Through the use of geographic information systems (GIS) and quantitative analysis, the study address questions regarding how Byzantine administrators conceptualized the territorial extent of the empire and used factors such as land usage, demographics, and communication constraints to make administrative decisions.
Methodologically, this objective is pursued by investigating the spatial composition of the administrative divisions that defined the Byzantine Empire’s territories during this period: the strategides, the themes, and the ducates/katepanates that organized the minor themes. With the support of the extant historical record, there is enough information about the spatial composition of the boundaries, cities, and road networks of these administrative bodies to apply GIS principles and other analytical means to elucidate how these entities functioned. For a period marked by a paucity of extant documentation from the imperial bureaucracy in regards to census figures, land surveys, and itineraria, as well as little stated rationale behind territorial organization, such a study helps to fill an important lacuna in Byzantine administrative history.
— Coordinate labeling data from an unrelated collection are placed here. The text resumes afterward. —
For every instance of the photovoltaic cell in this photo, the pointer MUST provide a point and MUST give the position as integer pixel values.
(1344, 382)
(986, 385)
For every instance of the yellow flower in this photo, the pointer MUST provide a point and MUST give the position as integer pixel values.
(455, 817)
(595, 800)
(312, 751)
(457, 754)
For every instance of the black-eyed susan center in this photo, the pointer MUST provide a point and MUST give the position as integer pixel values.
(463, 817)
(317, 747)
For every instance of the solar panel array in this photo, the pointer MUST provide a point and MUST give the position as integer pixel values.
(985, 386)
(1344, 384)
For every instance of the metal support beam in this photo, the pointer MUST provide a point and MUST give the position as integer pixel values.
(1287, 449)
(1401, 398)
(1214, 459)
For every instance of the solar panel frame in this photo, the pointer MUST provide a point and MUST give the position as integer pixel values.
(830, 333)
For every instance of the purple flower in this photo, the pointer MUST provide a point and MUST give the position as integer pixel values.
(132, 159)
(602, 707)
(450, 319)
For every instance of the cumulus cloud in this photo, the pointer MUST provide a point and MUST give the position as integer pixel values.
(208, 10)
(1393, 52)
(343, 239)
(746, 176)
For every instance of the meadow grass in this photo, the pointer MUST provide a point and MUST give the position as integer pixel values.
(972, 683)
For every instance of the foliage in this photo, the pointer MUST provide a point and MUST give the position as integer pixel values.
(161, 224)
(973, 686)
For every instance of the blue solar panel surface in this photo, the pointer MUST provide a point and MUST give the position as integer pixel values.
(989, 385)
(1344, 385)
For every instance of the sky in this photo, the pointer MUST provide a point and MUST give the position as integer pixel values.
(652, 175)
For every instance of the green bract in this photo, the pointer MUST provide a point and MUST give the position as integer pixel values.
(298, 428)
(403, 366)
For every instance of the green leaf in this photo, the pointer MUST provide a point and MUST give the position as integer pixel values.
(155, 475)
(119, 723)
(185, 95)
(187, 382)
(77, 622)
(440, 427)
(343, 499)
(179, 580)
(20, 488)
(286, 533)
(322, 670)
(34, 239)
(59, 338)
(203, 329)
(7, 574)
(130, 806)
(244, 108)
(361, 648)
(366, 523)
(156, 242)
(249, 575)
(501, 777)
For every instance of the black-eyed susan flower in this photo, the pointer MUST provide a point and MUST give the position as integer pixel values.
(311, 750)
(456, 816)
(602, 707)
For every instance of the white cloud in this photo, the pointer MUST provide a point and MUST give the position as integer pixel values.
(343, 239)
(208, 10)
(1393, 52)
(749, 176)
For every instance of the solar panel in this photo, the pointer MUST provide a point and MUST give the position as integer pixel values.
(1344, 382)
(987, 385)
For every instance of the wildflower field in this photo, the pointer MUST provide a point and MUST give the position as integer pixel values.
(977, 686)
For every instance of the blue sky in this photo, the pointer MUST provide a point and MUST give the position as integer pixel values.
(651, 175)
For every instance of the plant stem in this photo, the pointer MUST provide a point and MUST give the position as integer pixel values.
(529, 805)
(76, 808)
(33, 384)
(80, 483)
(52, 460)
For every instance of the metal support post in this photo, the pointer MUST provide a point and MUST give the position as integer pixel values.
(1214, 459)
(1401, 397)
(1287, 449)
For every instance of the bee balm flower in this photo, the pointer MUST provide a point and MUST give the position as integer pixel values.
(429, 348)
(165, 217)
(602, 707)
Within this study is an expansive dataset that provides a resource for future research concerned with the administrative composition of the strategides, themes, and ducates/katepanates. The dataset entails the most detailed and accurate series of maps and tables of the following geographical features related to the strategides, themes, and ducates/katepanates:
- The territorial boundaries of the strategides, themes, and ducates/katepanates
- The locations of their capitals and the 386 principal Anatolian cities under their jurisdictions
- The reconstruction of the more than 34,000 km Byzantine road system within the empire's eastern holdings
- A network model grounded in geographical determinism that articulates how the themes and Constantinople connected
- A list of seventy minor themes that allows the themes to be assessed collectively for the first time
- A heuristic representation of the territorial extents of the minor themes
In addition, this study also shows the feasibility of implementing a series of quantitative tests that include: Alpha Indices, area comparisons, betweenness centralities, bivariate and multivariate correlations, Central Place Theory, centroids, clustering coefficients, degree distributions, demographic distributions, heatmaps, isochrone surveys, network connectivity, node-to-node distances, path lengths, satellite overlays, scale-free networks, spatial buffers, and Voronoi diagrams. None of these tests have been implemented previously into a study of the strategides and themes.
All of this information is accessible through a robust dataset that can be easily implemented into any future GIS based studies on the strategides, themes, and ducates/katepanates. Data collection is time consuming, so any subsequent GIS studies of the strategides, themes, and ducates/katepanates can use this information as a foundation to quickly implement tests on a variety of quantitative propositions.